For the last five years, the fashion world has felt flat to me. Some companies have introduced new business models, the industry-wide design trends have remained the same. The problem is simple: Large retailers have been playing it safe. They need to protect their cash flow and margins amidst pending change and a slow (but noticeable) decline. The result: They are not buying into new brands that are pushing boundaries. It leads to stagnation, and we see more young companies iterating on the same ideas: cutting out a inefficiencies in the market by specializing in shoes, or sweaters, or shirts, or hats that appear remarkably similar to each other.
I am guilty of doing this myself. For instance, I’m often focused on acquiring customers, not building my brand or doing what I set out to do, which is to fundamentally change the knitwear industry. Truthfully, it’s far easier to stick to buzzy marketing terms–millennials, disruption, innovation–than it is to truly upend an industry. The data for us speaks for itself here: At Naadam, we see a 15 percent higher clickthrough rate on remarketed earned media that uses these words. We also see a 23 percent increase in Facebook ad conversions using these terms. But I am confident that brands are not just a series of conversion rates; I am worried, though, that that is what most are becoming.

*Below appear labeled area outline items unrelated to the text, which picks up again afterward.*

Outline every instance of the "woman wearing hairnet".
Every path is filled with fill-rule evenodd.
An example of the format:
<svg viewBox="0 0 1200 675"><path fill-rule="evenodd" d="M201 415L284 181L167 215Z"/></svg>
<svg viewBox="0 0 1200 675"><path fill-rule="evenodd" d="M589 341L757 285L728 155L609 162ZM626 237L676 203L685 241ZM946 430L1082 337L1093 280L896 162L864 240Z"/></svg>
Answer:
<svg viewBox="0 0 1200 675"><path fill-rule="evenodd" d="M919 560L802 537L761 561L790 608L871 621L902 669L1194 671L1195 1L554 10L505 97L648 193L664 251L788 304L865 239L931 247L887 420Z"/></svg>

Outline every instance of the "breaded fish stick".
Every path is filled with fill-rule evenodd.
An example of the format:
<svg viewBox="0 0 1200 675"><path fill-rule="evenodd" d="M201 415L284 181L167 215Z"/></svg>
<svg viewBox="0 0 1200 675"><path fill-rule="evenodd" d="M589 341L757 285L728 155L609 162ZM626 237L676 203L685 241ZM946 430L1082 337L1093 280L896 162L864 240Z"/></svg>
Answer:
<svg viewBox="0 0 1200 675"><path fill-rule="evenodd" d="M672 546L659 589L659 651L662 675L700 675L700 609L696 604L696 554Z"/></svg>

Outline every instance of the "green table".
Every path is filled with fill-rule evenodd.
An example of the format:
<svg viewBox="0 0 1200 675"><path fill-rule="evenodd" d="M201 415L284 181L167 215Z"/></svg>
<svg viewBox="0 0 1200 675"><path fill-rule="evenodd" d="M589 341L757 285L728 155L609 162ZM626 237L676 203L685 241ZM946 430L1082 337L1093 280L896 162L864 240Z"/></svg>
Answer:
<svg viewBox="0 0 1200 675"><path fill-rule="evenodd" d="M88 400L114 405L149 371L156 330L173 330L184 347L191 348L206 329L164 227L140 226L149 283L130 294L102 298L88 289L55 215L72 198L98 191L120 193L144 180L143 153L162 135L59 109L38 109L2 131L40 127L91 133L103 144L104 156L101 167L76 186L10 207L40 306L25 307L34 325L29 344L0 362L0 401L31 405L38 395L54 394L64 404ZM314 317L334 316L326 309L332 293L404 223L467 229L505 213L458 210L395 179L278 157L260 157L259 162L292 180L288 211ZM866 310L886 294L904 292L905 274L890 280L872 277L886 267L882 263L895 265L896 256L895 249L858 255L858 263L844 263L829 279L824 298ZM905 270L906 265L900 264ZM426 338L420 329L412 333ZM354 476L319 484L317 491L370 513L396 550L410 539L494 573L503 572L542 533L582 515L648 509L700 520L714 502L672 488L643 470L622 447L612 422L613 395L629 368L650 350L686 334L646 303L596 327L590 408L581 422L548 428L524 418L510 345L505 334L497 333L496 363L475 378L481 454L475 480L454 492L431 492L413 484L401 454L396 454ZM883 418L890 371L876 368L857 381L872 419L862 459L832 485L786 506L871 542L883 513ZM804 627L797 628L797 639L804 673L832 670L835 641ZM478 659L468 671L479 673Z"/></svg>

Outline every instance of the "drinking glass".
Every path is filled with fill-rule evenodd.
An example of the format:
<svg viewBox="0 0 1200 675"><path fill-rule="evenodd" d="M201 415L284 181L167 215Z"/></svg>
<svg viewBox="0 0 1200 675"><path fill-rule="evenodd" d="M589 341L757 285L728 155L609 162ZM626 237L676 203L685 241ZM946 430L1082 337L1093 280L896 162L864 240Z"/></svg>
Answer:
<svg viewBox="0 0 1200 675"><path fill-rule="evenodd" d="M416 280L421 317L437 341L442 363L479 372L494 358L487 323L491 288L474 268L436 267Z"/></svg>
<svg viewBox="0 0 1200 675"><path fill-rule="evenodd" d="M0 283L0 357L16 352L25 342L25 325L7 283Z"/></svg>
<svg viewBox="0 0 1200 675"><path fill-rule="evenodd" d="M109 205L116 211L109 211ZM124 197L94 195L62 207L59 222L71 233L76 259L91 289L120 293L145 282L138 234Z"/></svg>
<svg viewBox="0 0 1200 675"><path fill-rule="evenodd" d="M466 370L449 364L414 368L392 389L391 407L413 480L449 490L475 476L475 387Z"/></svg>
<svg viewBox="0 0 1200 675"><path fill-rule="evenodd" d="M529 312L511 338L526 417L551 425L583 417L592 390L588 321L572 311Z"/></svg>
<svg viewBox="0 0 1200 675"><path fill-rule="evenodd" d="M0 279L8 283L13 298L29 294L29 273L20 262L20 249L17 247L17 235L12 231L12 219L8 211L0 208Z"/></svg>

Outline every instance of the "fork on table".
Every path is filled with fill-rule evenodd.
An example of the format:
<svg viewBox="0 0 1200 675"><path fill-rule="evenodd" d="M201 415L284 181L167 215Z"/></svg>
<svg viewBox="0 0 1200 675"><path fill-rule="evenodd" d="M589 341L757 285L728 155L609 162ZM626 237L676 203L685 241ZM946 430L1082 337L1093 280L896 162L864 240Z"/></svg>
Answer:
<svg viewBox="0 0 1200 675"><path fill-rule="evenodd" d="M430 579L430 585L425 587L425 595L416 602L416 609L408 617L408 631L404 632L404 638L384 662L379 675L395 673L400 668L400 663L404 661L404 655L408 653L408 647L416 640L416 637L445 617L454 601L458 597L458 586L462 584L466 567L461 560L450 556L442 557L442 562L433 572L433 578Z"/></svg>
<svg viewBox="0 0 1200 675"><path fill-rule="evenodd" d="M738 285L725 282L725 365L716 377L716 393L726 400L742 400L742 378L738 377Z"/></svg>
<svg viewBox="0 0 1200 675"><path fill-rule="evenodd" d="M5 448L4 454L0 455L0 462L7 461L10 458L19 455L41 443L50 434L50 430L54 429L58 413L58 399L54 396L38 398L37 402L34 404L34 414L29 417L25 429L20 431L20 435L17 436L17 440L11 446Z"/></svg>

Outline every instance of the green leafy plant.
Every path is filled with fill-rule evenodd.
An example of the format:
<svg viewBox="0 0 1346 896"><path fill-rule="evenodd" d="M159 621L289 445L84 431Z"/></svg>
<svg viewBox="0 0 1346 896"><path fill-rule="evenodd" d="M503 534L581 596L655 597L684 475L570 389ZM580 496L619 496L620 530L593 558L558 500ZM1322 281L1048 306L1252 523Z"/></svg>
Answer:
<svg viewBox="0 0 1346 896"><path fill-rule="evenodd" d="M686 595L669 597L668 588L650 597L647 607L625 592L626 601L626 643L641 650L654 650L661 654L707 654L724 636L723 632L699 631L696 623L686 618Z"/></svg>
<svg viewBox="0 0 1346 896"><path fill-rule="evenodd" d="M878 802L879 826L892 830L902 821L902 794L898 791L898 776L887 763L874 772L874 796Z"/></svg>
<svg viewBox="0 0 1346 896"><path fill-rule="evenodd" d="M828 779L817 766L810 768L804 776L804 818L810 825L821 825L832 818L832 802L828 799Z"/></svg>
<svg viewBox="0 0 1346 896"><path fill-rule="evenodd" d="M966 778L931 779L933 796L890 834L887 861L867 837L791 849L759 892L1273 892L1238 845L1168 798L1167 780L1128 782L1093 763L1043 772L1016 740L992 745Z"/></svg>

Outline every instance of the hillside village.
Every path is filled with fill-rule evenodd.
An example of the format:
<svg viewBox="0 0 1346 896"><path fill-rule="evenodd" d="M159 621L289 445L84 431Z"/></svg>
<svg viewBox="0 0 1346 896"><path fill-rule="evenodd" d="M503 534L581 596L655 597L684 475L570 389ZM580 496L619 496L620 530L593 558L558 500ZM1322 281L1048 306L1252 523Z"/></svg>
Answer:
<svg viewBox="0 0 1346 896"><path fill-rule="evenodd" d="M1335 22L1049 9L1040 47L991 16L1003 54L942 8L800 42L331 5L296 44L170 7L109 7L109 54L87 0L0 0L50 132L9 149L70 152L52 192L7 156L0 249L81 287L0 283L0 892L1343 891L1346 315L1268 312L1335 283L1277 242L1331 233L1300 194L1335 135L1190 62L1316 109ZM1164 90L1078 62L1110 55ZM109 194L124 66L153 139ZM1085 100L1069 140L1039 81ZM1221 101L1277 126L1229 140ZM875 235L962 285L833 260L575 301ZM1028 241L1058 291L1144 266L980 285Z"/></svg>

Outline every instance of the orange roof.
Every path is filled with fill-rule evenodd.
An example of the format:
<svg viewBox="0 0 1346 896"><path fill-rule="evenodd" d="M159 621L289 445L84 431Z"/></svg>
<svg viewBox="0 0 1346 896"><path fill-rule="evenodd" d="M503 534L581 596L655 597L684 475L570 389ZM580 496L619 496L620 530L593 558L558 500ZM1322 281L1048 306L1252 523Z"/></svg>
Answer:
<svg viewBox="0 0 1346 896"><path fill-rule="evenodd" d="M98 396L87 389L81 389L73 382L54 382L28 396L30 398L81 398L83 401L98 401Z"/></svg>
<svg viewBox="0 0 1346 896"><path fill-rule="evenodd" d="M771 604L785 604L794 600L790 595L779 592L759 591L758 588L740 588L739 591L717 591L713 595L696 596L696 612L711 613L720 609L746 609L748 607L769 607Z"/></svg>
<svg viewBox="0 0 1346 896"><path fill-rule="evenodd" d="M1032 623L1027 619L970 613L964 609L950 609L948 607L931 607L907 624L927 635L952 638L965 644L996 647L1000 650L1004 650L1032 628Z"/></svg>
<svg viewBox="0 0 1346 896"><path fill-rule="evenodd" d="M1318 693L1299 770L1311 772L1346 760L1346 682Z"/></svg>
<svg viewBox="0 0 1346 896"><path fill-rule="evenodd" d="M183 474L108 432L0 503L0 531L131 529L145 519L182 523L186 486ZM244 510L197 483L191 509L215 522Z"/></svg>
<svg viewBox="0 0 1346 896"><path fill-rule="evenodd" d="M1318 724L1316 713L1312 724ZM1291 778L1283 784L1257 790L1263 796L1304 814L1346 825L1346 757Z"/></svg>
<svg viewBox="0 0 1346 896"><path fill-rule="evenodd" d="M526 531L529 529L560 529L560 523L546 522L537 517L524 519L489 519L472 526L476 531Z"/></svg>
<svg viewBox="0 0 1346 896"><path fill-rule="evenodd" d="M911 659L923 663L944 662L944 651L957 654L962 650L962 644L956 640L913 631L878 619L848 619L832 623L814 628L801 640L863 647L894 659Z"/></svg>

And so it is clear to me that as brands, we have a responsibility to decide what we stand for and what our value to the customer is. Sticking to your vision, owning your idea despite the ostensible pressure to conform is paramount. I am saying this out loud so that I can hear it myself, and remember why I originally thought that angel investor was wrong. Still, it’s been way easier to ride the coattails of another brand’s perceived success (I am admitting it). Sure, it might help you acquire new customers faster, but you’d be abandoning the original purpose of your brand. In my case, at least, this is true. The stress and the emotional side of being a founder has made it easier to accept connotations that are not always true to what Naadam was originally about.
A great brand stands for something people believe in. It works best when the customer and the brand share a set of values that go deeper than just ‘lifestyle’ or ‘design’. At times, while building Naadam, I’ve lost sight of this important fundamental, choosing instead to believe that if I sell enough product, the customer will make a tough decision for me. But what’s clear to me is this: The success we have had is directly related to how closely we stick to our value system. For us, it is about doing things differently, and almost never safely. We embrace the risk.
Matt Scanlan is the founder and CEO of Naadam Cashmere, a high-end knitwear specialist that works directly with Mongolian herders to supply its own cashmere at a fairer price. The views reflected here are those of the author and do not necessarily reflect the views of Lean Luxe.